My daughter's original labs showed tsh of 75.401, t3 uptake 25.3, thyroxine 4.9, free thyroxine 1.2, Her lh normal for her age (less than .20), fsh normal (1.3), estradiol (less than 20) and prolactin 6.8.Additional testing includes ACTH stimulation panel 4.96 base line, 18.24 @ 30 and 22.17 @ 60, normal. They checked her bone age and it corresponds with her physical age. We went and had LHRH, sort of; they gave her the drug, drew blood but lost the samples so never performed the test. The doctor thought there was probably no reason to redo the test. Should we do more?
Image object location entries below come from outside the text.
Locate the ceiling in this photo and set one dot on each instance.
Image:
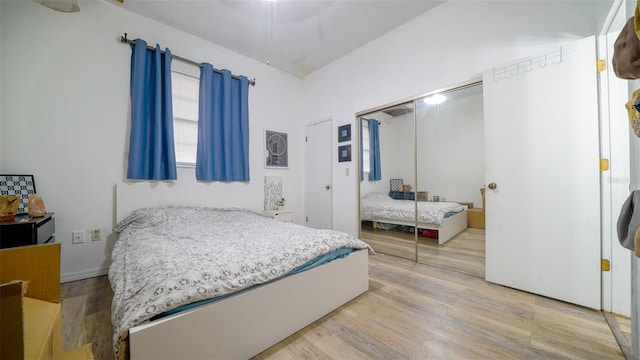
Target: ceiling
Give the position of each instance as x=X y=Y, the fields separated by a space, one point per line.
x=295 y=36
x=299 y=37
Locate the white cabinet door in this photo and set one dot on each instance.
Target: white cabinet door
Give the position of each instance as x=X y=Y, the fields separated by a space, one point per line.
x=318 y=164
x=542 y=141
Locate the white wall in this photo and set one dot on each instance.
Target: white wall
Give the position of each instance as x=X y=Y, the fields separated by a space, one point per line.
x=65 y=91
x=452 y=44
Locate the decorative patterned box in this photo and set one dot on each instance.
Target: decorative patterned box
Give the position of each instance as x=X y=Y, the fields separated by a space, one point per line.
x=401 y=195
x=395 y=185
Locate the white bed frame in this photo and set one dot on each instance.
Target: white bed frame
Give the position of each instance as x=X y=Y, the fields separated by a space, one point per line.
x=242 y=325
x=450 y=226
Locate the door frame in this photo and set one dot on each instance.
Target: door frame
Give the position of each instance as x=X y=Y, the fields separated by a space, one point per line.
x=305 y=202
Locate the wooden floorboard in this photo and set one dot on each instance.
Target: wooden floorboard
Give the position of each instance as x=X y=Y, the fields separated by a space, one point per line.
x=411 y=311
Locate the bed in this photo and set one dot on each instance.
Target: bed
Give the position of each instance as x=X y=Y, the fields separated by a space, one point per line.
x=449 y=219
x=259 y=299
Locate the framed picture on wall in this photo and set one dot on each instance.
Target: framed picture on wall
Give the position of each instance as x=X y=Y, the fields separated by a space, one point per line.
x=344 y=133
x=344 y=153
x=277 y=150
x=18 y=185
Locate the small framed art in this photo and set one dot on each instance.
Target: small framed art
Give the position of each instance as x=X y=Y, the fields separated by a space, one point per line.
x=344 y=133
x=277 y=146
x=18 y=185
x=344 y=153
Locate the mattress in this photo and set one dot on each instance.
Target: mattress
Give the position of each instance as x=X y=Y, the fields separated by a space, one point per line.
x=381 y=207
x=169 y=256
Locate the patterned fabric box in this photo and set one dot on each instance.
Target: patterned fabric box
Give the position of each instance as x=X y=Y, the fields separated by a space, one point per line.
x=396 y=185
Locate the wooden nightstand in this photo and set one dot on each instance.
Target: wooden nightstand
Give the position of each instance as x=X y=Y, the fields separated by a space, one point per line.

A little history-for her school entry physical at the age of 5 they did a blood test and found her to be anemic. All symptoms corresponded with that and she was treated accordingly. The doctor found her stored iron to be depleted so we supplemented. Her hemoglobin/hematocrit increased but not to normal ranges so after a year of treatment by her GP we were sent to a hematologist. They weren't much help. While there continued to be increases, they left me with "well someone has be to low normal". I understand they deal with terrible, terrible diseases but still I left very frustrated. My daughter's next physical her GP tested her folic acid, rbc and found it to be low (201). Supplementing with folic acid increased her hemoglobin/hematocrit so along we went, almost normal. I must mention throughout this whole ordeal every lab (over the course of 5 years) has a normal WBC of 5.6-7.5 (normal values) but her neutrophils are always high (55-75%) and lymph and/or MPV low. When I ask about this it's dismissed but I wonder if there could be a viral issue? Anyway until her period we had no idea of a thyroid issue. As my originial post mentions it has come down quit a bit but is back on the upswing, now up to 15.75. Her medications were increased to Tues, Thur, Sat of 125 mcg of synthryoid and Mon, Wed, Fri, Sun 100 mcg.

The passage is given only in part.